= Richard Lumb =

English cricketer (born 1950)

Richard Graham Lumb (born 27 February 1950, Doncaster, Yorkshire, England) is an English first-class cricketer, who started playing cricket for Brodsworth Main C.C. in Doncaster and then represented Yorkshire County Cricket Club from 1969 to 1984. He was educated at Richmond Hill primary school Sprotborough and Percy Jackson Grammar School, Adwick le Street. Lumb was a tall, right-handed opening batsman in an era of limited success for his native county. In 245 first-class matches he scored 11,723 runs at a modest average of 31.17, with 22 hundreds. His best score was 165 not out against Gloucestershire, one of four centuries he recorded against that county. In 137 one day matches he made 2,784 runs at 25.30, with a best score of 101 against Nottinghamshire. Lumb was Geoff Boycott's most regular opening partner, with the pair sharing 29 century stands together.

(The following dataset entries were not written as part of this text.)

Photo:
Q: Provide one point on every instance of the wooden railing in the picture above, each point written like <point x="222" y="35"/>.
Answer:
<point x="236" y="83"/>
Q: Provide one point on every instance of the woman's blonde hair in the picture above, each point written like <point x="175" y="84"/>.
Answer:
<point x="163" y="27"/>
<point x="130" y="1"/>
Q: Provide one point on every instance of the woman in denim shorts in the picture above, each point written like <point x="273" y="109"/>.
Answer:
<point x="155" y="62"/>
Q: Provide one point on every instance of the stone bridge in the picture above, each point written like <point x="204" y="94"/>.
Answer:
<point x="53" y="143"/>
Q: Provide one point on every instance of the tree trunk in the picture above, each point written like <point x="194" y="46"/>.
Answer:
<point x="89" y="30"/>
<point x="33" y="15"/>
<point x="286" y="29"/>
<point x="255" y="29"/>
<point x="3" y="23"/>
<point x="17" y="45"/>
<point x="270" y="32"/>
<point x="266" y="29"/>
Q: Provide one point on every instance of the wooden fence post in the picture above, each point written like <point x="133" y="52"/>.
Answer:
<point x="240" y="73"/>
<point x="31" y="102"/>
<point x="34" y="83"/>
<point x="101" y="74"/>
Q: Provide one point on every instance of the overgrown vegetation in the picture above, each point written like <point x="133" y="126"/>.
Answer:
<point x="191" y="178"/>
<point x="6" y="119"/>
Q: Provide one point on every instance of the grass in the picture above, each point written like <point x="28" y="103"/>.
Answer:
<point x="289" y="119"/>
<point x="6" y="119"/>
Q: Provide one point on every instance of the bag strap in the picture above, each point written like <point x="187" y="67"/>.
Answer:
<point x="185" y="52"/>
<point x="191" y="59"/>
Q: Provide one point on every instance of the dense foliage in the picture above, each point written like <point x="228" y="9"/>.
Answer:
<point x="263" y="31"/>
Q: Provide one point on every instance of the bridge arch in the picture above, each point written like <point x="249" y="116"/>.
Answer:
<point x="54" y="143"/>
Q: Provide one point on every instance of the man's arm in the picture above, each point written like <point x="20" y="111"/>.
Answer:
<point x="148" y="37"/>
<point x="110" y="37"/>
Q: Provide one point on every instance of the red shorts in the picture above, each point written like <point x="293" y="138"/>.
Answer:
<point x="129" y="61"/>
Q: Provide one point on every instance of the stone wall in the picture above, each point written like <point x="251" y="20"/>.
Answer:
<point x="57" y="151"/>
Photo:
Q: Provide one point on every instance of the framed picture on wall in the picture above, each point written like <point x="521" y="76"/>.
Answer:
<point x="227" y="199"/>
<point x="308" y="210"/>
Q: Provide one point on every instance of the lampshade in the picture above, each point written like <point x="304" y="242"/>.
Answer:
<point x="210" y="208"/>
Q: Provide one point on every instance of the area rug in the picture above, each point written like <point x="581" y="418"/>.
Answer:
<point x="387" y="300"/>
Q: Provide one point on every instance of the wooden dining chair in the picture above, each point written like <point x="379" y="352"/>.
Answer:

He also played first-class cricket for the Marylebone Cricket Club (MCC) (1975–1980), Young England (1973), Rest of England (1976) and T. N. Pearce's XI (1976). In addition, he appeared for the Yorkshire Second XI (1968–1984), Yorkshire Under-25s (1972–1974) and the Scarborough Festival XI (1983) in non first-class games.

His son, Michael Lumb, also played for Yorkshire. Lumb is the brother-in-law of the South African first-class cricketer Tony Smith.